Now that President Obama has won a second term in office, preparations have started to fill the expected vacancies in his Cabinet.
His two most glaring vacancies: secretaries of State and Treasury. Hillary Clinton has said she would leave soon after the 2012 election as has Treasury chief Timothy Geithner.
Also hanging is the Commerce leadership role, currently filled by Acting Commerce Secretary Rebecca Blank.
To replace Clinton, Democratic insiders have suggested U.S. Ambassador to the United Nations Susan Rice is the front-runner, despite Republican criticism of her erroneous comments the Sunday after the Sept. 11 attack on the U.S. Consulate in Benghazi, Libya, in which four people died, ABC News reported.

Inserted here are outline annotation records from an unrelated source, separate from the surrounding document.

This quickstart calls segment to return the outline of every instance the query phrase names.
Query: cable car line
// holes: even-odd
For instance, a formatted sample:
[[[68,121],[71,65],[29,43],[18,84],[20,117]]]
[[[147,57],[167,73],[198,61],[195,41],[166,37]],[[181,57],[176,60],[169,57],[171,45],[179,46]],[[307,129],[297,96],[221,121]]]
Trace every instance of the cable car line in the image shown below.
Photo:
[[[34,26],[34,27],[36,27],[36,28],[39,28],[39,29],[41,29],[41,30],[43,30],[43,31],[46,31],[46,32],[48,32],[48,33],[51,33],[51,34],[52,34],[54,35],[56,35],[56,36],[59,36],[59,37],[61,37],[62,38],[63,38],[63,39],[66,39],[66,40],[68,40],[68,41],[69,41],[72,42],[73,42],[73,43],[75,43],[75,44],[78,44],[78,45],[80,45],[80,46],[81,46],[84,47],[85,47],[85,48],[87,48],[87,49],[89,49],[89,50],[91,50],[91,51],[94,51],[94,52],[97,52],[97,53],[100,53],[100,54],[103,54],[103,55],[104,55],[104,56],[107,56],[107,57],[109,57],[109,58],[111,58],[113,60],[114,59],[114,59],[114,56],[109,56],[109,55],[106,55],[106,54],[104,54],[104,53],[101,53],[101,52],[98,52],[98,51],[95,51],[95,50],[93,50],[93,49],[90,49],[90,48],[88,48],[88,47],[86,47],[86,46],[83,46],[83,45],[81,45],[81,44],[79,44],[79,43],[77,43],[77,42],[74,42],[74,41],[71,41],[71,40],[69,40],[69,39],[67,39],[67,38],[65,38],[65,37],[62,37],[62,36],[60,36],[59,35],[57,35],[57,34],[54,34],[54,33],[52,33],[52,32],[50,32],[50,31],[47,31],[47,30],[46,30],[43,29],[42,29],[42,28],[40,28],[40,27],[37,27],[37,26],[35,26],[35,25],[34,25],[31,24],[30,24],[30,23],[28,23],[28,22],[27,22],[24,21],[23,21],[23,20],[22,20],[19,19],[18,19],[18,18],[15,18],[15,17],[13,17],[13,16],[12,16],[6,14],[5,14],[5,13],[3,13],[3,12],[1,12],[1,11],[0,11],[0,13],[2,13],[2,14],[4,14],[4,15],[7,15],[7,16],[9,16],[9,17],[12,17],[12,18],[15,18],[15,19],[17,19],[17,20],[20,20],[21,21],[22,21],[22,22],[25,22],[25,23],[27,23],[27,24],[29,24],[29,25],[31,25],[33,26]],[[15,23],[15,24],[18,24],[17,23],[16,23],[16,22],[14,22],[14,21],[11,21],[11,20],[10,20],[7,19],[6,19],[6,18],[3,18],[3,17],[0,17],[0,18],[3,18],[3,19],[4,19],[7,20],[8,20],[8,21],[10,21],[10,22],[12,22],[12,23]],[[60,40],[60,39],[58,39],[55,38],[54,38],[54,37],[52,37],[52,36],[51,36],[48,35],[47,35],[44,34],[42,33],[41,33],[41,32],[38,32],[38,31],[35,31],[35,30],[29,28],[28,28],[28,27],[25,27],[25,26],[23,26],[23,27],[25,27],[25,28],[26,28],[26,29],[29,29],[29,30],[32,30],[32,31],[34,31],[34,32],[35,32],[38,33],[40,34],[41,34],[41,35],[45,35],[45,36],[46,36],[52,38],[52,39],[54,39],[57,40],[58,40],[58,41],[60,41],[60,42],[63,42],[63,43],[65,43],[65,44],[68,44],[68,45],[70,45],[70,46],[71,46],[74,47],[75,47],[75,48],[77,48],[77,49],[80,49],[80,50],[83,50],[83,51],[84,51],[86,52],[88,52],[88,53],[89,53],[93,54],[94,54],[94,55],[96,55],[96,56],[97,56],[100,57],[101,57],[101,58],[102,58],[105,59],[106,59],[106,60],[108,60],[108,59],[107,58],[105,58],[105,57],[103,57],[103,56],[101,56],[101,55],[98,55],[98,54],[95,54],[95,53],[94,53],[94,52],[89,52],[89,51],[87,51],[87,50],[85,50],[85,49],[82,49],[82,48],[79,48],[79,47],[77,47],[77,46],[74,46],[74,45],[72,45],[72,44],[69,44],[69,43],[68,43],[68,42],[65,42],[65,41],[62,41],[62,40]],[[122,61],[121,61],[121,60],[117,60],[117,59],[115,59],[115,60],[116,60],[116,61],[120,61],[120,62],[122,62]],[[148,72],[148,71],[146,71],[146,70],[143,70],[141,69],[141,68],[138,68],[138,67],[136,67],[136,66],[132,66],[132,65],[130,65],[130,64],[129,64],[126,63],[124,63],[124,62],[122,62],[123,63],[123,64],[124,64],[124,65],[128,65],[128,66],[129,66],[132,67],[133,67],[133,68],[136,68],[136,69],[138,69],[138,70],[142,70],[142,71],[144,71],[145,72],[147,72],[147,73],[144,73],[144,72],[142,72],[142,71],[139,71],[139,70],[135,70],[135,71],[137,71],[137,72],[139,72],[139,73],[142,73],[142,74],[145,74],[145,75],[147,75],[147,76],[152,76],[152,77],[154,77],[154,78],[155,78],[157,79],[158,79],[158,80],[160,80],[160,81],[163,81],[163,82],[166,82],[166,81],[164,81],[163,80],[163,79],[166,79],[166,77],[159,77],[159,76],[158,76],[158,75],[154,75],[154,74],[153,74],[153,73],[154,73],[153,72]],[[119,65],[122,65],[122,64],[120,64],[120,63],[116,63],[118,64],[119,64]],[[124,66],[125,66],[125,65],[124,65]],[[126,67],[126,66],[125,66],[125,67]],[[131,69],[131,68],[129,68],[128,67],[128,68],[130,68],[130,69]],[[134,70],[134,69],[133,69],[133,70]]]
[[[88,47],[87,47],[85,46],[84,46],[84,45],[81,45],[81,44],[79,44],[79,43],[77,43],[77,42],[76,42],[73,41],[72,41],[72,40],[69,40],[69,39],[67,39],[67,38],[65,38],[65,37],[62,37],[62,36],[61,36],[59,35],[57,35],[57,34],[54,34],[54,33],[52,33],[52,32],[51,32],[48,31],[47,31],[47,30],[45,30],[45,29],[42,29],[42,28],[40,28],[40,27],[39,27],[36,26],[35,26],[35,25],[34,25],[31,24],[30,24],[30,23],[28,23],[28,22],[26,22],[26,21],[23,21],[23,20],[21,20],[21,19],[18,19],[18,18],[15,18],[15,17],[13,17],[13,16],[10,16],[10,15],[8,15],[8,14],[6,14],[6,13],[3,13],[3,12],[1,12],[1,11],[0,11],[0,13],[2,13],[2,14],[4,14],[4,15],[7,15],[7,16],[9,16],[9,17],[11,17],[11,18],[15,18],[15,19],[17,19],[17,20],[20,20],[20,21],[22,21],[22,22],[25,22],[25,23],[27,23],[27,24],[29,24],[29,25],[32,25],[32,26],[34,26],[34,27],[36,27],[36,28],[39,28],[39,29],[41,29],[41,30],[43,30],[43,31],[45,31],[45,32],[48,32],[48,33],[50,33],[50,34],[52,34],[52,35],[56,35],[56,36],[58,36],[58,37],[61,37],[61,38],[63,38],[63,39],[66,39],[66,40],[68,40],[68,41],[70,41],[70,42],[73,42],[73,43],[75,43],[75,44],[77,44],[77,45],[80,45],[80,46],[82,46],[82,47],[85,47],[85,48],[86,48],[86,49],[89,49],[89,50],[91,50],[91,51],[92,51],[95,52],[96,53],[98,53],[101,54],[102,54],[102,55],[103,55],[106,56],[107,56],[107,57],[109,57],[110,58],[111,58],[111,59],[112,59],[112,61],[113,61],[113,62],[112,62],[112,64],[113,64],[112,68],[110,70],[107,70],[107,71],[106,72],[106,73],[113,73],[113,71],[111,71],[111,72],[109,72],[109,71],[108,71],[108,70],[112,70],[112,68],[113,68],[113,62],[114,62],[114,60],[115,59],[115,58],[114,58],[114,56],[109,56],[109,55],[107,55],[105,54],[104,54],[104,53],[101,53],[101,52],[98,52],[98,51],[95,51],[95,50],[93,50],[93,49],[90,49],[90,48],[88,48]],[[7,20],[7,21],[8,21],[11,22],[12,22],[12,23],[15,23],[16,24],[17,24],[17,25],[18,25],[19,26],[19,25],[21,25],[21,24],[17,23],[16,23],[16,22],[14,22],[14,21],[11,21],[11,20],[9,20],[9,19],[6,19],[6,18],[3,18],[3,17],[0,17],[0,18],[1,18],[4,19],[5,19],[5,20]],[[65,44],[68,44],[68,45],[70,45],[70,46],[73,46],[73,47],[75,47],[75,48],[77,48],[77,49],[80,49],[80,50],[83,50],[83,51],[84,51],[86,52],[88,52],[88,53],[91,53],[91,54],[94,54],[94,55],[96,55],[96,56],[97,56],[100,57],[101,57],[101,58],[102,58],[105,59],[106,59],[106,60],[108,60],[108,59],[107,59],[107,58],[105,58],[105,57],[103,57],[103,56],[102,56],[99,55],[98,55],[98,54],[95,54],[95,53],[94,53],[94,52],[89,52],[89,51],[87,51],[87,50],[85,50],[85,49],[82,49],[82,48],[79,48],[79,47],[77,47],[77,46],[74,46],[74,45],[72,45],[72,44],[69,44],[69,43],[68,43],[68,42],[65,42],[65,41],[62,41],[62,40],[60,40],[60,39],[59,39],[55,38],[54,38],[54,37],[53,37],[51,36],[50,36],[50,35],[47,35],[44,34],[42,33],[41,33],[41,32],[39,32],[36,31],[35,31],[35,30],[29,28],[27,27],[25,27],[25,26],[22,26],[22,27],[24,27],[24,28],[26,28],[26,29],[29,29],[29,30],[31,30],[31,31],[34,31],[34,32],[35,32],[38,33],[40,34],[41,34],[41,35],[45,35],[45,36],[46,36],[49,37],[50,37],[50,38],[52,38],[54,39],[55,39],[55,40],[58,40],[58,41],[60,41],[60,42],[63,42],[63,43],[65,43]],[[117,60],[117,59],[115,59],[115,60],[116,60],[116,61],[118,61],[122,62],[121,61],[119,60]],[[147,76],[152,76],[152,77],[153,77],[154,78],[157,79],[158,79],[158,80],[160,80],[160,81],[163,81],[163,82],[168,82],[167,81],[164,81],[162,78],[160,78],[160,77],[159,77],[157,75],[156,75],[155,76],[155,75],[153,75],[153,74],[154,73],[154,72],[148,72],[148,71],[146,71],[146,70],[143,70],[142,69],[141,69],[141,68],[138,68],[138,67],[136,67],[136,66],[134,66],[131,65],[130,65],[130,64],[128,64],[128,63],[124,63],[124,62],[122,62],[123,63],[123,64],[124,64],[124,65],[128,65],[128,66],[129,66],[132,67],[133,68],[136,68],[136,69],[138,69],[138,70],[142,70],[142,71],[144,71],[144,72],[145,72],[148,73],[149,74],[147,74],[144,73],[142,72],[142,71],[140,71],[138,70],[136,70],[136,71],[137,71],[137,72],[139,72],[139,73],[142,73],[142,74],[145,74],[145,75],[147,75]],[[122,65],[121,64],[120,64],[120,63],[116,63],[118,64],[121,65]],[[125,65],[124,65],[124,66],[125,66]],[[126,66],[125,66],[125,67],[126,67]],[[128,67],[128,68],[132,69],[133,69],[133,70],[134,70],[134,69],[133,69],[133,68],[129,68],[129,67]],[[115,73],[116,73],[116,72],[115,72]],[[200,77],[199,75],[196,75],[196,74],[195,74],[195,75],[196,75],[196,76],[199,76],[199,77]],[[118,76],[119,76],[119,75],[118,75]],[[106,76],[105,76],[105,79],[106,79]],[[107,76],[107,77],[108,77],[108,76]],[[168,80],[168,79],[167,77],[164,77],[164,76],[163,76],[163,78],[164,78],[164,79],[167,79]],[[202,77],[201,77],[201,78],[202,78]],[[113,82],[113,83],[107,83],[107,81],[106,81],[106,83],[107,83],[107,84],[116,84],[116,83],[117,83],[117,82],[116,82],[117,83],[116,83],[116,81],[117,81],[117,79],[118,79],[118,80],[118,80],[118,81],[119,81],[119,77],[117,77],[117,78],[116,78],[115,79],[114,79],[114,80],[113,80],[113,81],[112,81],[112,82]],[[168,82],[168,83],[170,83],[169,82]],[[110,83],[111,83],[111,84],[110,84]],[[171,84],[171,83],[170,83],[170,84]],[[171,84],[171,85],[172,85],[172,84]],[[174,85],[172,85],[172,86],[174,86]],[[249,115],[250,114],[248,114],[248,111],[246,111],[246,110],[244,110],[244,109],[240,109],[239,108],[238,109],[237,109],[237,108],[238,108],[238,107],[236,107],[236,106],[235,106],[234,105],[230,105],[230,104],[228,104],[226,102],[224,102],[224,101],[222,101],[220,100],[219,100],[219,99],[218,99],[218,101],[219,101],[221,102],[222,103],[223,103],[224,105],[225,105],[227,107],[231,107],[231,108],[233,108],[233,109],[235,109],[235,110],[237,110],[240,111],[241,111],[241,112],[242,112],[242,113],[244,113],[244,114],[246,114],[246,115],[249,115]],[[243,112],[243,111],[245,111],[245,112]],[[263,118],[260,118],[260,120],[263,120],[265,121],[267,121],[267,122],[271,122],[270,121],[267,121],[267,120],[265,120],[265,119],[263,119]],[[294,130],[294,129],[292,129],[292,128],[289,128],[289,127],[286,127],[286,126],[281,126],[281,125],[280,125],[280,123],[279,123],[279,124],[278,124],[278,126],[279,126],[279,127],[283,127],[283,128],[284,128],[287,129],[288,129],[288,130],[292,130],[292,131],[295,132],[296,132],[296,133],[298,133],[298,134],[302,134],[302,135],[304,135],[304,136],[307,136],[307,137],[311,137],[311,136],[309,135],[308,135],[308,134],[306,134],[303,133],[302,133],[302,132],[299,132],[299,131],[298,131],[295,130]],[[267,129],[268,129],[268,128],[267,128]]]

Also considered a viable candidate is Sen. John Kerry, D-Mass., chairman of the Senate Foreign Relations Committee.
To replace Geithner, White House chief of staff Jack Lew is thought to be favored, ABC News said. Other possible nominations include Neal Wolin, current deputy secretary of the Treasury, and Lael Brainard, now Treasury undersecretary for international affairs.
Other sources told ABC News consideration could be given to a business leader, such as investor Roger Altman, former Time/Warner chair Richard Parsons, and Facebook's Sheryl Sandberg.
Any of the business leaders being discussed as successors to Geithner also could serve as Commerce secretary, for which Jeff Zients, acting director of the Office of Management and Budget, also is reported under consideration.
Security and Exchange Commission Chairwoman Mary Schapiro announced Monday she would step down Dec. 14.
Kerry also could be considered to be tapped for Defense secretary if Leon Panetta departs as he has indicated. Another option, Michelle Flournoy, an ex-undersecretary of defense for policy, would be the first female to lead the Pentagon if she is nominated and approved by the U.S. Senate, ABC News said.
If Lew leaves the White House for Treasury, possible replacements include Deputy National Security Adviser Denis McDonough or Vice President Biden's chief of staff Ron Klain, ABC News said.